Afirma que funciona “cuatro veces más rápido” que los modelos competidores de gama alta —incluidos Claude Opus, de Anthropic, y ChatGPT 5.5, de OpenAI—, con un rendimiento similar.
Este modelo es ahora el predeterminado en la aplicación Gemini, en la búsqueda con AI Mode y en otros servicios de Google. Se espera que el mes que viene salga una versión más potente, Gemini 3.5 Pro.
Google, que invirtió en su competidor Anthropic, también anunció una asociación con OpenAI en un tema específico: combatir la difusión de contenido falso o manipulado.
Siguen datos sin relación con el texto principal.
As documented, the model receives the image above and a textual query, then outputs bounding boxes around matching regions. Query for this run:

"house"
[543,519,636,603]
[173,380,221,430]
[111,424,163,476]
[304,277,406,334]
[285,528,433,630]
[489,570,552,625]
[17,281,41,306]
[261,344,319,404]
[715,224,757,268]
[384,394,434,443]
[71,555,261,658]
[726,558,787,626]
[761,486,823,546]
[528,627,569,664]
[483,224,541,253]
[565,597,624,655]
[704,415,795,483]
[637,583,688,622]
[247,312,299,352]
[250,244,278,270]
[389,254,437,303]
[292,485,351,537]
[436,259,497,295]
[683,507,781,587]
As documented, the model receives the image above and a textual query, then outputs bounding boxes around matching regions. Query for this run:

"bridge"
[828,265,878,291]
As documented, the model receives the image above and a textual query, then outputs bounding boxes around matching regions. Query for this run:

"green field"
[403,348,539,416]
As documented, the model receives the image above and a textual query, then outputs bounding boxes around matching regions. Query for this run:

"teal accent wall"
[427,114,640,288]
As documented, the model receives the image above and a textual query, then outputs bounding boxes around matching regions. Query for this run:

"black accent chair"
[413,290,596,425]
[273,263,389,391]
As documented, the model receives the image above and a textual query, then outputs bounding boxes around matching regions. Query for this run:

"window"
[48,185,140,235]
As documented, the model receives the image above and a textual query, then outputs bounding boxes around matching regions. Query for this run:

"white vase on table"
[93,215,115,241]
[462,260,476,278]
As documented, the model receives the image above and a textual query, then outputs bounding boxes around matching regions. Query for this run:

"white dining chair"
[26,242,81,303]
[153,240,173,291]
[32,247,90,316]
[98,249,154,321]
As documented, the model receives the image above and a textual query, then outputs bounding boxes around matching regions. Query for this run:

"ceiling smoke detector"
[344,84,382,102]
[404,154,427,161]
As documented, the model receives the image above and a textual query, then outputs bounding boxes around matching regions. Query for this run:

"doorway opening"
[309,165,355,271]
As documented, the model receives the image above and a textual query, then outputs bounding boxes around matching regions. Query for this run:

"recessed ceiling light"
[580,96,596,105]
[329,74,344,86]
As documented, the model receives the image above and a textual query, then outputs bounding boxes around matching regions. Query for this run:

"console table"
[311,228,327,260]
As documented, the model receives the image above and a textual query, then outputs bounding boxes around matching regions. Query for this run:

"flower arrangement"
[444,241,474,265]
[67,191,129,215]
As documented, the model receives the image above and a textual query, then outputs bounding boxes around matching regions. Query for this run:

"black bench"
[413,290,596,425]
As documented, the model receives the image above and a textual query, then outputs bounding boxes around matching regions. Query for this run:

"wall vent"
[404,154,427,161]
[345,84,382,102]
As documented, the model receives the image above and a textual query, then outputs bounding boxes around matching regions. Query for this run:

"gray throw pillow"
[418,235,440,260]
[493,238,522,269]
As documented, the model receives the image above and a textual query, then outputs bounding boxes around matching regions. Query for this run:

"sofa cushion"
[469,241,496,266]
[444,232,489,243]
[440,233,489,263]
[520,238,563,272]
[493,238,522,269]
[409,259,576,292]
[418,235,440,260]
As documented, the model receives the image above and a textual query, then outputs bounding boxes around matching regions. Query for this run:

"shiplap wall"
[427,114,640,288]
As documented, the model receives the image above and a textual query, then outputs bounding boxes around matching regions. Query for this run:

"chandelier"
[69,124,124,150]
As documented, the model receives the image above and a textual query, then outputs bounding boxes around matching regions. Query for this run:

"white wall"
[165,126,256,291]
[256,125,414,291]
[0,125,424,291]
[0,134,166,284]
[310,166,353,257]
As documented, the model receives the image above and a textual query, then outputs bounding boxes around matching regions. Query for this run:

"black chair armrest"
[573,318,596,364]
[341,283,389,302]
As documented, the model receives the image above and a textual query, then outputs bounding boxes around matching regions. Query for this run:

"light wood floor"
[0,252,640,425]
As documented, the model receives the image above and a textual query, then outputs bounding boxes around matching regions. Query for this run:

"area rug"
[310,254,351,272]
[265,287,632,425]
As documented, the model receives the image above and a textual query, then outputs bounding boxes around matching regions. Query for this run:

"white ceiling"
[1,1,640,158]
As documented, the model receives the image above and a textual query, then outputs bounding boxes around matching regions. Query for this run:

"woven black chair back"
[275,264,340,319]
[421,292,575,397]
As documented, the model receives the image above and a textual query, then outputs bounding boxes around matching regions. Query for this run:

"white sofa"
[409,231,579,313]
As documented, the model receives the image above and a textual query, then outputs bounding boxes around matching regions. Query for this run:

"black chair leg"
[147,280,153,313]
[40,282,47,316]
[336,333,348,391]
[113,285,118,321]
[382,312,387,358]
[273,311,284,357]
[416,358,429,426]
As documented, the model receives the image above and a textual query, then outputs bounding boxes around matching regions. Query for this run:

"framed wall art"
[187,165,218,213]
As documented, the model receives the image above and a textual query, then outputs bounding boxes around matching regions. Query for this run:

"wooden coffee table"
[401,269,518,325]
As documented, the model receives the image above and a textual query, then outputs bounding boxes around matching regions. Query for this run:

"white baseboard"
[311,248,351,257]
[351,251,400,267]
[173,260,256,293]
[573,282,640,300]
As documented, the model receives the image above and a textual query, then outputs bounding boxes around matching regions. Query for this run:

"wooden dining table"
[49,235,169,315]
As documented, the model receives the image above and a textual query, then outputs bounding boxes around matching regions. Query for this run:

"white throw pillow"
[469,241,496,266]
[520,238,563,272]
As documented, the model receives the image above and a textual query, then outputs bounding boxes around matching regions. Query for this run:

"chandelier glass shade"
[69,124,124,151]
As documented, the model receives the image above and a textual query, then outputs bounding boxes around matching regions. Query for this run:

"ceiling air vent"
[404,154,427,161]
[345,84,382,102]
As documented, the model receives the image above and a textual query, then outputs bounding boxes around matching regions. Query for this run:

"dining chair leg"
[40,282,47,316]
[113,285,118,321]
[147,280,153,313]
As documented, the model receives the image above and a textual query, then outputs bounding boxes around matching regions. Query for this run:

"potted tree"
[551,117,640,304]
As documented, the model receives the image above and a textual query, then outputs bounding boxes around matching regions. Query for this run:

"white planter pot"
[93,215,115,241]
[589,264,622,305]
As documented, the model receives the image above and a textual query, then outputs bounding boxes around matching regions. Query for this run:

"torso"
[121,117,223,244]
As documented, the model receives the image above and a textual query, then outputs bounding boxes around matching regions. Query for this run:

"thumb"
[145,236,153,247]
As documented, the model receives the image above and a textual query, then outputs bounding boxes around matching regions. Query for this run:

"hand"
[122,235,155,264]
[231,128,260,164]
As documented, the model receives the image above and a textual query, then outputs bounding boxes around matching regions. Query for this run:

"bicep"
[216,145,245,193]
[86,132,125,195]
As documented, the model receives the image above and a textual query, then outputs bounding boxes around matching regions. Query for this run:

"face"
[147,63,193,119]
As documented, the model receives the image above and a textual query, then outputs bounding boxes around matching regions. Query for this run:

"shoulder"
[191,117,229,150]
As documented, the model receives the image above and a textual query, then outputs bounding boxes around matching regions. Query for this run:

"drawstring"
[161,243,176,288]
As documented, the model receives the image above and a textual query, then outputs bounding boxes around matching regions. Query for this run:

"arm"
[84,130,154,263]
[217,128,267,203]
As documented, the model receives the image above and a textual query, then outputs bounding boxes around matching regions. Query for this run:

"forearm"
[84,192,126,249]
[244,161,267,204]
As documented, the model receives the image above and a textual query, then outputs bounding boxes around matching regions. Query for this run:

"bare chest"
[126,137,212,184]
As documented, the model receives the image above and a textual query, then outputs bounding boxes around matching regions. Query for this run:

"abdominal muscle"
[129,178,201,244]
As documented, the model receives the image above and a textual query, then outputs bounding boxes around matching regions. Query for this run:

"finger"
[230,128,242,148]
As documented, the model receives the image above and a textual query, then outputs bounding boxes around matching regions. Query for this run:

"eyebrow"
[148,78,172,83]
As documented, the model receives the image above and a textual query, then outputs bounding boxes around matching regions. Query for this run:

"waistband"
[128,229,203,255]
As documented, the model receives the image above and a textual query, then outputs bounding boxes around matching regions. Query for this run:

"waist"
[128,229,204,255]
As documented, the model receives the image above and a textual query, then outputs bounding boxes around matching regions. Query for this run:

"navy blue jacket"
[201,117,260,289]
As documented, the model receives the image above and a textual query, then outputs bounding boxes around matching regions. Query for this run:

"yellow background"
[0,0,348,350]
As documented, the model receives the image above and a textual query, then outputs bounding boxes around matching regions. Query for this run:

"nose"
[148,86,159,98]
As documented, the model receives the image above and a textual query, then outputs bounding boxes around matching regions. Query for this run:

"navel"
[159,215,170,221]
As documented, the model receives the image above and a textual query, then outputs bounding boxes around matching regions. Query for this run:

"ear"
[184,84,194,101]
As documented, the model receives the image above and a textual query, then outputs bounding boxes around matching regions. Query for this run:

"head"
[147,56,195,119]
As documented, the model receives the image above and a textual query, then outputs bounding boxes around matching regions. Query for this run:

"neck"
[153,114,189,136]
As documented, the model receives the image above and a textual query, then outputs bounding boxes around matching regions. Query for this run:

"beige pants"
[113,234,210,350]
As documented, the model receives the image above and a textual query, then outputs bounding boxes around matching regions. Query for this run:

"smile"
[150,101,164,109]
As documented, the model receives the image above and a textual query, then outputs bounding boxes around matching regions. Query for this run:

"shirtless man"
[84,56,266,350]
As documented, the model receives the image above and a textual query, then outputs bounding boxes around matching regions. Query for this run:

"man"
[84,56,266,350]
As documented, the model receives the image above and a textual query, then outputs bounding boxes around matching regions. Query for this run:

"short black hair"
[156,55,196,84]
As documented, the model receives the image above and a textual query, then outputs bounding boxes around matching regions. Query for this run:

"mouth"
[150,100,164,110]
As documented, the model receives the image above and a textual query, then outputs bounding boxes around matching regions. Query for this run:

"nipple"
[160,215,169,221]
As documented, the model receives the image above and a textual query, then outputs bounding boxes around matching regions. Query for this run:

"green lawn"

Para ello, OpenAI adoptó SynthID, una herramienta de Google que añade marcas de agua invisibles a las imágenes creadas por IA.
- ¿El fin del clic? -
Estas nuevas capacidades del número uno de la búsqueda en internet, que limitan aún más la navegación de los internautas fuera del ecosistema de Google, corren, sin embargo, el riesgo de alimentar los temores de los medios en línea, que ven disminuir su audiencia y sus ingresos publicitarios.
Aproximadamente el 58% de las búsquedas en Google terminan ahora sin que el internauta haga clic y visite un sitio, según una demanda presentada en Estados Unidos contra Google por Penske Media, editor de The Hollywood Reporter y Rolling Stone.
En Europa, el Consejo Europeo de Editores (EPC) ha recurrido a la Comisión Europea y acusa a Google de utilizar contenidos periodísticos para alimentar sus resúmenes por IA sin compensación.
Francia es el único gran país europeo en el que AI Mode sigue sin estar disponible y continúa en el centro de una agria disputa entre Google y los editores.
Pero los problemas legales de Google no se limitan a Europa.
Un tribunal estadounidense la declaró culpable en 2024 de monopolizar ilegalmente la búsqueda en línea, y la empresa aún podría verse obligada a desmantelar partes de su negocio.
En febrero, el Departamento de Justicia recurrió un fallo que se había quedado corto a la hora de obligar a Google a vender su navegador Chrome.
Pero la audiencia no debería tener lugar antes de finales de año, o incluso en 2027.